The market is taking notice. Real estate prices in San Francisco reflect the wealth creation happening in AI:
“San Francisco’s median house price jumped to a record $2.15 million in March, up 18% from a year earlier as wealth generated by AI startups flooded the city, according to brokerage Compass” — @business
The Path Forward: Strategic AI Implementation
The solution requires fundamental strategic shifts. Organizations must identify where automation addresses genuine bottlenecks without overdoing it. More importantly, they need to invest in AI applications that enhance worker capabilities rather than replace them.
This means building domain-specific tools trained on relevant data, optimized for specific tasks, and designed for reliability.

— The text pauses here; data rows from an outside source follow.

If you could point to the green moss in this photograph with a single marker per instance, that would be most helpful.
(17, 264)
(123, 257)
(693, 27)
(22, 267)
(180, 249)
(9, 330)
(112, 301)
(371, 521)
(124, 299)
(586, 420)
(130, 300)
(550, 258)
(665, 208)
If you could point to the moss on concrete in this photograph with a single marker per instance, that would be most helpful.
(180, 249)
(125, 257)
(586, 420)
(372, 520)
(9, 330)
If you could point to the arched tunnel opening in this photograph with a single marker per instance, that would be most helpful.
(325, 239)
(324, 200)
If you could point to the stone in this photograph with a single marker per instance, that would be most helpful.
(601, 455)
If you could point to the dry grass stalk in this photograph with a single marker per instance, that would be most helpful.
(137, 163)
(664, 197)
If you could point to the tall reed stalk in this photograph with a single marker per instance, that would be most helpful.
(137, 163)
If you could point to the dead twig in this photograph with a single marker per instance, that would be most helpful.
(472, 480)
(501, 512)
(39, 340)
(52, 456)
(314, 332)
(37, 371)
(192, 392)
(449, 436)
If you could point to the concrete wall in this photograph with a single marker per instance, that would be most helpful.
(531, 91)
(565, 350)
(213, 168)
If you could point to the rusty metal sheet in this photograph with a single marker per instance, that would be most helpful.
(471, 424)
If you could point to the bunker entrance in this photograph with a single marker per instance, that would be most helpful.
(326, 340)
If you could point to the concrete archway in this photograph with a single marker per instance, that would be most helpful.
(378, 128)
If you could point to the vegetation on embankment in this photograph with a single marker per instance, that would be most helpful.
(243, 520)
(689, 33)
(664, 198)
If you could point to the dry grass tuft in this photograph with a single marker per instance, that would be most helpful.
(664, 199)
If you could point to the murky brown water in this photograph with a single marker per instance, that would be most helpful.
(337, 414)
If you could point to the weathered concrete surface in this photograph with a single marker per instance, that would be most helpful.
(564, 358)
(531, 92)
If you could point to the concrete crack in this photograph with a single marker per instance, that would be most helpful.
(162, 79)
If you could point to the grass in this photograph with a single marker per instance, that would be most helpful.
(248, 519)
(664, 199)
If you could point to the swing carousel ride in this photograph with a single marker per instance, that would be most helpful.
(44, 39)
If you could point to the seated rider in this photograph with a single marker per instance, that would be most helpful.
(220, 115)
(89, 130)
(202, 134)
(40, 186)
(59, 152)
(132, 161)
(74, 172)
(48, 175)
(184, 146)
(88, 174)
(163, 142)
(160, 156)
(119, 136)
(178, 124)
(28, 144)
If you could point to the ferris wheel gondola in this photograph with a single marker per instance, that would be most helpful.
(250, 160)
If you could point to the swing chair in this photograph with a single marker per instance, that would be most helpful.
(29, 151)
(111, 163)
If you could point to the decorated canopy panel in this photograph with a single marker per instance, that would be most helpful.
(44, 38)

It requires patience with longer development cycles and higher upfront costs in exchange for sustainable productivity improvements.
Regulatory intervention may be necessary. Acemoglu suggests increased scrutiny of mergers and acquisitions to prevent AI innovation from concentrating benefits among capital owners. The goal: ensuring that AI’s productivity gains distribute broadly rather than accumulating in narrow segments.
Conclusion: Information Technology, Not Automation
The AI productivity paradox isn’t a technology failure—it’s a strategic failure. Organizations treating AI as automation technology will continue seeing limited returns. Those that embrace AI as information technology, building tools that amplify human capabilities and decentralize access to insights, will capture the genuine productivity revolution.
The choice isn’t predetermined. As Acemoglu emphasizes, we have agency in shaping technology’s future. The question is whether organizations will continue chasing quick automation wins or invest in the harder work of building productivity-enhancing information systems. The macroeconomic data suggests the automation approach isn’t working. It’s time to try the alternative.